Salt Wedge/Estuary – students perform an experiment to see what happens when fresh water from rivers meets with salt water from the ocean in an estuarine environment.

Estuarine Life – students observe animals caught in the trawl net. They use dichotomous keys to identify the animals and have the opportunity to learn about each animal’s characteristics.

Between station rotations students will observe the workings of the harbor and local points of historical interest. These may include: Ft. McHenry, Domino Sugar, the US Naval Hospital Ship Comfort and the Dundalk and the Seagirt Marine terminals. After the morning rotations, students enjoy lunch on deck.

The afternoon aboard the vessels centers on trawl fishing and the examination of the organisms caught in the net. Students are introduced to this method of fishing and the parts of the net and then help set and retrieve the trawl. After the fish are brought aboard, groups of students are given different species and challenged with identifying the animals using dichotomous keys. The shipboard experience concludes with a review and correlation of the day’s events. Students may return to school with the water quality data, plankton record, and a trawl data record for further classroom studies.

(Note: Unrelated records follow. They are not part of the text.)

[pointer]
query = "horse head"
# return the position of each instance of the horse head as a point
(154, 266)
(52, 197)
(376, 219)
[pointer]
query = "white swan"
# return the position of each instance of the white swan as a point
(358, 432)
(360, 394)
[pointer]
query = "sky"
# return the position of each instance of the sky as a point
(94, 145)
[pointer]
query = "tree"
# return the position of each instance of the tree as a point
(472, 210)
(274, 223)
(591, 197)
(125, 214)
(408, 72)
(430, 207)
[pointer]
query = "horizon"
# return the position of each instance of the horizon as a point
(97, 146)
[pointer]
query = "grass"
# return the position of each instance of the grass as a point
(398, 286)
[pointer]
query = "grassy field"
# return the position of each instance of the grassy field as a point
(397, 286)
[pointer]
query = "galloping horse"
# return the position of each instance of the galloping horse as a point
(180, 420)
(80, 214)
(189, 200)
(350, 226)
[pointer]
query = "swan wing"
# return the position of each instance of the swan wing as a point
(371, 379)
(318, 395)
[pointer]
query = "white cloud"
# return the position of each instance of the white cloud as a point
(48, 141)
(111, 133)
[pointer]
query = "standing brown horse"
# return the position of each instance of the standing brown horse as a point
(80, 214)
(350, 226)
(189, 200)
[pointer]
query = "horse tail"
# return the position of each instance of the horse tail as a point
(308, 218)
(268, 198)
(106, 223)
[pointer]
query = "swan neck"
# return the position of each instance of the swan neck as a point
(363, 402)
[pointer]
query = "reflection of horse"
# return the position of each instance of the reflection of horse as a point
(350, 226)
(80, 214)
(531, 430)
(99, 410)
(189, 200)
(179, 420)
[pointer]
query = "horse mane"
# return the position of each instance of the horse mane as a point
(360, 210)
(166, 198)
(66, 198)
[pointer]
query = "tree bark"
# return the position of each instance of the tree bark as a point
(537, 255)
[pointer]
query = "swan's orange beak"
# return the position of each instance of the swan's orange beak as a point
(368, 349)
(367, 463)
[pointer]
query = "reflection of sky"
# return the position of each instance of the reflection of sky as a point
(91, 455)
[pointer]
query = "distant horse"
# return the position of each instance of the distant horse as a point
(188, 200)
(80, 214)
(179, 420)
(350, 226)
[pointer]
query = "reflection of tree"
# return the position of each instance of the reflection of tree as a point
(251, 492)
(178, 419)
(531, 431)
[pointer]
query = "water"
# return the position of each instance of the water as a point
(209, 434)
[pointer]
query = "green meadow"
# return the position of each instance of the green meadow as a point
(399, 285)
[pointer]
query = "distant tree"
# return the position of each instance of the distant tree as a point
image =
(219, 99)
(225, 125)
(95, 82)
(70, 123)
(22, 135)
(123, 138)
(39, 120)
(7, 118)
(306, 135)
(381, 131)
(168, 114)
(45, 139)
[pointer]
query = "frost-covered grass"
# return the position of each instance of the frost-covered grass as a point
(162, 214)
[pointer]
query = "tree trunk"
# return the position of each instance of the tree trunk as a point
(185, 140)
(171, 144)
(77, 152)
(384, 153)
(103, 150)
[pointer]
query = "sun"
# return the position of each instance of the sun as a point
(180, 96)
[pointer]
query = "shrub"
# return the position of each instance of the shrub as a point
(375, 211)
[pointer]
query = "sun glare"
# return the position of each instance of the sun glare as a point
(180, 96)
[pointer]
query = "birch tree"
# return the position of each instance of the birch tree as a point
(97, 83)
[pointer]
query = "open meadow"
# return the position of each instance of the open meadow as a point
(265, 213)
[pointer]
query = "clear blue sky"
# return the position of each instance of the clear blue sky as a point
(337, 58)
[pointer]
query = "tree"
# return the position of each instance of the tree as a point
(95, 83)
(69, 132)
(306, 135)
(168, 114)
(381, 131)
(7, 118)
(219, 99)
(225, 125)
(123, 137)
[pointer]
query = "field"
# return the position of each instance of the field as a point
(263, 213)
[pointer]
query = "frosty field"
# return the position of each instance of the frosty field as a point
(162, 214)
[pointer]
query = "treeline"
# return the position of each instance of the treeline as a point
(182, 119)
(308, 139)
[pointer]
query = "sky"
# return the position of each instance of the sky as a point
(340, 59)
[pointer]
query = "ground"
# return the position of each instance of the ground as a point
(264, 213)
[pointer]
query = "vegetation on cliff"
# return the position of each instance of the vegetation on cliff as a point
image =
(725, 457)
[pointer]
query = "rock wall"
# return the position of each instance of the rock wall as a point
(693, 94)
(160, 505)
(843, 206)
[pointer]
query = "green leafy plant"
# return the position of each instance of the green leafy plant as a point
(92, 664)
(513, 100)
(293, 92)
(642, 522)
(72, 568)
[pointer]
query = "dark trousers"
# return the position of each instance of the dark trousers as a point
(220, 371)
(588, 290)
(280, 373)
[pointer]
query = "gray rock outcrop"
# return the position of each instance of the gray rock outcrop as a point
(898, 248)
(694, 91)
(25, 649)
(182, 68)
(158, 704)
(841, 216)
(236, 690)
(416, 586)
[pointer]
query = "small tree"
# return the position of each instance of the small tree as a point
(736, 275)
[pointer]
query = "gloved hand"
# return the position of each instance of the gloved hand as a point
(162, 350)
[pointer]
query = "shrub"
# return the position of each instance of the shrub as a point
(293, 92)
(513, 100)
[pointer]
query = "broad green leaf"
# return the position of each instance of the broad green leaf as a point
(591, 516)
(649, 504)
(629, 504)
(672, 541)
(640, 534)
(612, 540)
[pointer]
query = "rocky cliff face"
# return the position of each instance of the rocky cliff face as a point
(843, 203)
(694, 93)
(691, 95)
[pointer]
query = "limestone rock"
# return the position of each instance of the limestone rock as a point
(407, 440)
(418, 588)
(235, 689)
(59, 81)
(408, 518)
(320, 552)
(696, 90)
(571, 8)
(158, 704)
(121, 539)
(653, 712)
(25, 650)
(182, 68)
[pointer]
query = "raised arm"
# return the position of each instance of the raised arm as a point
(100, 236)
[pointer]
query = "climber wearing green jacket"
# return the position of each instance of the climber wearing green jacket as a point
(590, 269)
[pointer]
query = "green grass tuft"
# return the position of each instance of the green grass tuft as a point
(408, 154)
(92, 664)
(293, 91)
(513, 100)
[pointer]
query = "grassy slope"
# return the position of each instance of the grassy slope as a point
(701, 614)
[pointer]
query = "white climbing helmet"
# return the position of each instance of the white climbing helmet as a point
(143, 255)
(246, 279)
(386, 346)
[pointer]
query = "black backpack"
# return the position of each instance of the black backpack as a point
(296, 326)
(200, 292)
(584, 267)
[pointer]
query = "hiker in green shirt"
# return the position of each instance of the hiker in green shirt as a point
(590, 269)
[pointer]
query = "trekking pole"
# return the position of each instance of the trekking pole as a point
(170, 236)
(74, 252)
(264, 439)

Other options for shipboard stations may include:

  • Weather – students record weather observations, including wind speed and direction, wave height, temperature, barometric readings, relative humidity and cloud cover, and are introduced to the basics of how weather works.
  • Watershed Run-Off – students learn first-hand about run-off and watershed issues as they apply strategies to a working urban/rural run-off model.
    Sail Theory- students will gain a basic understanding of what makes a sailing vessel work while using a working model of Lady Maryland to discuss ballast, buoyancy, and Bernoulli’s Principle. The participants in this station are also responsible for carrying out the procedures necessary to sail Lady Maryland.
  • Oyster Reef Restoration Project¬ Students aboard Sigsbee will dredge for oysters on a restored oyster bar near Ft. Carroll. In the afternoon, they will have the chance to help the crew collect data and assess the health of the oyster bar by examining oyster spat and other animals that inhabit the oyster bar community.